Was haben diese Zahlen mit unserer heutigen Debatte und dem Fall Hohenschönhausen zu tun? – Ich denke, mindestens zweierlei: Erstens zeigt der Vorgang, dass sexuelle Übergriffe am Arbeitsplatz genauso wie Sexismus, sexualisierter Machtmissbrauch und Gewalt gegen Frauen insgesamt eben kein randständiges Phänomen sind oder lediglich in gesellschaftlichen Nischen vorkommen. Nein, sexuelle Übergriffe sind in Deutschland Teil des Alltags, einschließlich des Berufsalltags, und machen dabei auch nicht Halt vor öffentlichen Ein

(Stefan Förster)

richtungen oder staatlichen Institutionen, in diesem Fall vor einer Gedenkstätte, die als Stiftung öffentlichen Rechts vom Land Berlin und der Bundesrepublik Deutschland finanziert wird.

Zweitens zeigt die Debatte, die in den letzten Monaten öffentlich und heute auch wieder seitens der Opposition geführt wird, warum so viele Frauen in Deutschland immer noch davor zurückschrecken, sich gegen sexuelle Übergriffe zu wehren und gegen die Verantwortlichen vorzugehen. Denn was ist der eigentliche Skandal, den AfD, FDP und CDU in Sachen Hohenschönhausen meinen, ausgemacht zu haben? – Offenbar ja nicht der Umstand, dass ein stellvertretender Direktor dem Vorwurf ausgesetzt ist, über Jahre hinweg mehrere Frauen sexuell belästigt zu haben, wobei sein eigener Anwalt bereits ein Fehlverhalten seines Mandanten eingeräumt hat.

Skandalös findet die Opposition in diesem Haus auch nicht, dass der Direktor als oberster Personalzuständiger der Gedenkstätte diesem Treiben anscheinend tatenlos zugesehen hat. Die Betroffenen sprechen in diesem Zusammenhang nicht umsonst von strukturellem Sexismus. Nein, AfD, FDP und große Teile der CDU wittern statt dessen einen ideologisch motivierten Feldzug gegen den ehemaligen Gedenkstättendirektor Knabe, bei dem das Schicksal und die Vorwürfe der betroffenen Frauen allenfalls als willkommenes Alibi für eine politische Intrige von Stiftungsrat, Kultursenator und Kulturstaatsministerin herhalten mussten.

[Beifall bei den GRÜNEN, der SPD und der LINKEN – Zurufe und Beifall von der AfD]

Und genau das, liebe AfD, lieber Herr Förster, meint die Antidiskriminierungsstelle des Bundes, wenn sie von dem Problem der Schuldumkehr spricht!
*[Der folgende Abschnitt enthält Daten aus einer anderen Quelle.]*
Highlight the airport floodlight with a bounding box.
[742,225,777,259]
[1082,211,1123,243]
[Beifall bei den GRÜNEN, der SPD und der LINKEN]

In Ihren wüsten Verschwörungstherorien

[Beifall bei den GRÜNEN, der SPD und der LINKEN]

ist Herr Knabe der Geschädigte, nicht die Frauen, die sich gegen sexuelle Belästigungen in der Gedenkstätte zur Wehr gesetzt und sein Führungsversagen öffentlich gemacht haben.
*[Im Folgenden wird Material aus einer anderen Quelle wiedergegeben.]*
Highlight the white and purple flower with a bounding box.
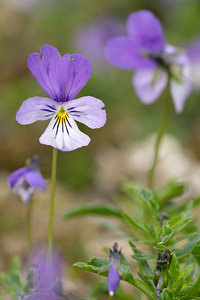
[106,10,193,113]
[8,156,46,203]
[16,45,106,151]
[108,243,122,296]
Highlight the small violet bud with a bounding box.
[108,242,122,296]
[8,155,46,203]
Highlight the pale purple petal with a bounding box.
[127,10,165,53]
[16,97,58,125]
[28,45,61,100]
[59,54,92,102]
[133,69,168,104]
[24,170,46,191]
[170,78,193,113]
[108,263,120,296]
[40,115,90,151]
[8,167,29,188]
[105,36,156,70]
[187,40,200,89]
[28,45,92,102]
[63,96,106,129]
[187,40,200,63]
[12,177,35,203]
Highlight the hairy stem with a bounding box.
[48,148,57,258]
[26,198,33,264]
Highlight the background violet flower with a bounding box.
[106,10,192,113]
[8,156,46,203]
[16,45,106,151]
[108,243,122,296]
[187,39,200,89]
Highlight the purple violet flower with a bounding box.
[8,156,46,203]
[106,10,193,113]
[24,251,64,300]
[16,45,106,151]
[108,243,122,296]
[187,39,200,89]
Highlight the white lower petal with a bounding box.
[40,115,90,151]
[133,69,168,104]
[Zuruf von Georg Pazderski (AfD)]

Damit werden Täter zu Opfern gemacht,

[Frank-Christian Hansel (AfD): Darum geht es doch gar nicht!]

während die eigentlichen Opfer auf die Rolle der nützlichen Idioten in einem abgekarteten Spiel der Politik reduziert werden.

[Beifall bei den GRÜNEN, der SPD und der LINKEN]

Herr Kollege! Ich darf Sie fragen, ob Sie eine Zwischenfrage des Kollegen Förster von der FDP zulassen?

Nein!

Das ist perfide, und dafür sollten sich die Verantwortlichen schämen. Ihr Vorgehen und die ganze Diskussion zeigen einmal mehr, wie viel Mut es braucht, sexuelle Belästigung beim Namen zu nennen und öffentlich zu machen. Umso mehr bedanke ich mich im Namen meiner Fraktion bei den Mitarbeiterinnen der Gedenkstätte Hohenschönhausen dafür, dass sie nicht geschwiegen haben, obwohl ihnen bewusst gewesen sein muss, welche Reaktionen und Reaktionäre sie damit auf den Plan rufen.

[Beifall bei den GRÜNEN, der SPD und der LINKEN]

Apropos Reaktionäre: Zu der AfD und ihrem Antrag auf die Durchführung einer Aktuellen Stunde haben einige Vorredner schon das Notwendige gesagt. Die FDP kann sich ihre Krokodilstränen darüber, dass ihr die AfD das Thema wegzunehmen versucht, ebenfalls sparen. Wer so offensichtlich, Herr Förster, versucht, die AfD in puncto Populismus zu überholen, muss sich nicht wundern, wenn die einmal mehr unter Beweis stellt, dass rechts von ihnen nur noch die Wand kommt.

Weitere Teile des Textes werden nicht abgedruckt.